Golakeeping – No contest. Tim Howard is a world class net minder. Oswaldo Sanchez is capable, but he wanders out of position way too much, especially on set plays. Advantage—US.
Defense – The US is solid in the Middle with Onyewu and Bocanegra, but Steve Cherundolo is out injured. Mexico is missing Jonny Magallon, who had played in every Mexico same since Feb, 2007 before breaking his arm. Both teams will have to deal with opponent's speed. Nothing new for Mexico. The US hasn't really had to deal with it as much, but they will on Wednesday. Advantage—even.
Midfield – Mexico does have a duo of very salty midfielders in Pavel Pardo and Leandro Augusto, but will definitely be missing the very dangerous Andres Guardado. Mexico tends to dominate the midfield vs. the US, albeit fruitlessly. Bradley and Clark might be a little over-matched in the middle, but the American outside has crazy speed. Mexico has speed of their own with Alberto Medina and Giovani Dos Santos, and what Sinha lacks in speed, he more than makes up for it with his vision and creativity. Advantage—Mexico.
Forwards – The US has two very dynamic players in Clint Dempsey and Landon Donovan. They have to be accounted for, particularly when they drop back and help out the midfield. Mexico is relying on journeymen and European benchwarmers. The wild card is Nery Castillo. He just missed on his chances in the Gold Cup final. Castillo is the only European who is in any kind of rhythm and possesses technical qualities that are unmatched by anyone else on the Tri. Slight Advantage--US.
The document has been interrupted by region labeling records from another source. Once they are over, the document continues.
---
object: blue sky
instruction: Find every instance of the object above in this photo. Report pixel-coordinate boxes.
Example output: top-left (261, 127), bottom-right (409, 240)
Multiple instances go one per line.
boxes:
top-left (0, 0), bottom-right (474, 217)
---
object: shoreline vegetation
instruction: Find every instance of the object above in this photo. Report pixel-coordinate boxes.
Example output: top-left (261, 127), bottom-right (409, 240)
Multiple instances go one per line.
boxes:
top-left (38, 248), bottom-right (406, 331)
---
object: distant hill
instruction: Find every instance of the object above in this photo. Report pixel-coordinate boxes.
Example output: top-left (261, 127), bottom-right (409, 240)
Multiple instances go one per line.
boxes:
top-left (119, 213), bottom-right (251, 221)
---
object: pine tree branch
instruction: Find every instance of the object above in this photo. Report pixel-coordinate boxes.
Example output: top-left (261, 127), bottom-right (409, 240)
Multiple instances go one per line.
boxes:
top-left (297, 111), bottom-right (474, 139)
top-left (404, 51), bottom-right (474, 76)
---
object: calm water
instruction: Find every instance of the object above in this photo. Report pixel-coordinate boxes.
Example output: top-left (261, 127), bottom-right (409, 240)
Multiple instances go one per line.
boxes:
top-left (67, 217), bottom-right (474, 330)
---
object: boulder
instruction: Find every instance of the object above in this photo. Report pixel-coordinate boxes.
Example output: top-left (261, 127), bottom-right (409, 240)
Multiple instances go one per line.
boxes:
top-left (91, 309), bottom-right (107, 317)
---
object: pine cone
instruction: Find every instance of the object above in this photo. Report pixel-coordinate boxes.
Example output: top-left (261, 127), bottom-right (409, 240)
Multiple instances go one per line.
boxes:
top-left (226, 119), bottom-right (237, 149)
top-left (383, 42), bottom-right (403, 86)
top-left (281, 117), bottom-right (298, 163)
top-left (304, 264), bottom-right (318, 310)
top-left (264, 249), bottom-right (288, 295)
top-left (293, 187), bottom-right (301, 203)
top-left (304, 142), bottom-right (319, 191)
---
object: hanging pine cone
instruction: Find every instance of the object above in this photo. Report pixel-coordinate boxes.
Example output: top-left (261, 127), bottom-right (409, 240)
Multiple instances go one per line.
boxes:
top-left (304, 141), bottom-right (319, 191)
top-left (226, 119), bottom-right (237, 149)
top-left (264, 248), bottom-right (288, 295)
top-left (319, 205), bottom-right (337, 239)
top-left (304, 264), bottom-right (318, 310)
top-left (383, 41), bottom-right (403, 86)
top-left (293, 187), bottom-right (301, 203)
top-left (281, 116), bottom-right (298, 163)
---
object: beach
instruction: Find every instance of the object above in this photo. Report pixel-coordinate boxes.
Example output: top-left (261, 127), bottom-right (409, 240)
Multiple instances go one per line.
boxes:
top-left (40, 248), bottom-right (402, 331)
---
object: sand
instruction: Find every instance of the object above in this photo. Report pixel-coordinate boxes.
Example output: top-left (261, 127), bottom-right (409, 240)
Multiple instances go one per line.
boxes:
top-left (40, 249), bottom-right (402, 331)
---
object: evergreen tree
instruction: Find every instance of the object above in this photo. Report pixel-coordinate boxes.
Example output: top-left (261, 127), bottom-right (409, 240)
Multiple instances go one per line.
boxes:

Intangibles -- It’s a broken record. The US is in Mexico’s head. They know Mexico has ridiculous amounts of pressure to perform well in this particular game and they exploit it beautifully. Until Mexico learns to deal with it, nothing will change. Since the US are favorites in this game, Mexico really has nothing to lose, which is a position they are quite comfortable with. Advantage—US.